Revista cultural y de cuestiones actuales
Número 719

Una suma de causas

El suicida: José Antonio Arrabal


Cuando estábamos reuniendo la documentación y completando las entrevistas que han hecho posible este reportaje, leímos en el diario El Mundo las declaraciones de José Antonio Arrabal, un vecino de Alcobendas (Madrid) que buscaba el modo de suicidarse legalmente. Tenía entonces cincuenta y siete años, estaba casado y era padre de dos hijos. Hacía tan solo un año y medio que le habían diagnosticado esclerosis lateral amiotrófica (ELA). Antes de esa noticia, que él consideraba «una sentencia de muerte», ya había superado una hipereosinofilia, una enfermedad rara, con solo cinco casos conocidos en España.

Pensamos que merecía la pena tratar de hablar con él para conocer su historia y, de paso, exponerle las reflexiones en torno al suicidio que nos habían ido brindando los especialistas consultados. Le adelantamos por teléfono cuál era el sentido de nuestro trabajo, accedió a reunirse con nosotros y en noviembre de 2016 viajamos a Alcobendas.

En los primeros minutos de una entrevista que se alargó casi tres horas, José Antonio Arrabal nos dejó claro que no quería sufrir. Él buscaba una solución definitiva para morir sin dolor. Por ese motivo, estaba promoviendo una recogida de firmas online para despenalizar el suicidio asistido en España. Sus otras alternativas eran viajar a Suiza —donde está permitido suicidarse o ayudar a que otro lo haga—  o comprar por internet los productos necesarios y  hacerlo en nuestro país, grabándose en vídeo.

José Antonio reconoció que no había hablado mucho con su familia: «Ellos saben que es cosa mía». Le preguntamos un poco más y nos dijo que en su propósito de morir también latía el deseo de evitarle un mayor sufrimiento a su mujer. Quisimos saber qué opinaba ella, pero su respuesta fue tajante: «No cambiaría de opinión aunque me lo pidiera mi familia».

A José Antonio le fuimos conociendo durante la entrevista. Nos habló de su temprana orfandad, de la muerte de su padre, a quien recordaba intubado en un hospital, y de las malas experiencias que acumuló en un internado de su Ávila natal. Avergonzado, confesó también que apenas tenía un amigo y que odiaba depender de los demás. Nos dejó la sensación de que la falta de control sobre su propia vida y la soledad eran las claves de su deseo de suicidarse.

De forma improvisada, la entrevista periodística se fue transformando en una conversación. En el fondo, compartíamos la ilusión de convencer a aquel hombre de que su vida tenía sentido. Nos interesamos por sus hijos. Uno de ellos, de veintipocos años, le había acompañado hasta el lugar de la cita, pero José Antonio le pidió que esperase fuera. Nos pareció muy duro que su mujer y sus hijos no tuviesen voz en su decisión. Le contamos el caso de Carlos, asturiano, enfermo de ELA como él, que había escrito un correo electrónico a sus hermanos para agradecer su cariño y sus atenciones. Esa «explosión de afectividad» —les decía— es «el bálsamo mejor para paliar el sufrimiento, y eso conforta». José Antonio escuchó con atención y manifestó su respeto hacia el autor del texto, pero insistió en que él no contemplaba otra opción que la de quitarse la vida.

Nos despedimos de él con un abrazo.

En el coche, de vuelta hacia Pamplona, el ambiente entre nosotros era optimista. Creíamos haber puesto en José Antonio Arrabal una semilla de esperanza. Con la entrada del nuevo año, supimos por televisión que seguía con la recogida de firmas, aunque respiramos con alivio cuando pasaron los tres meses que él mismo se había dado para quitarse la vida.

Sin embargo, la nuestra fue una interpretación equivocada.
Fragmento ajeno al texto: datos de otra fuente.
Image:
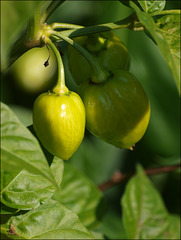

El 7 de abril de 2017, el diario El País publicó en una grabación la despedida de José Antonio. «Si estás viendo este vídeo, es que he conseguido ser libre», decía desde un sillón, dirigiéndose a la cámara. Tras dos minutos de imágenes, Arrabal bebe una mezcla de medicamentos que le provocan un paro cardiorrespiratorio y en última instancia la muerte. Una muerte sin compañía, llena de soledad.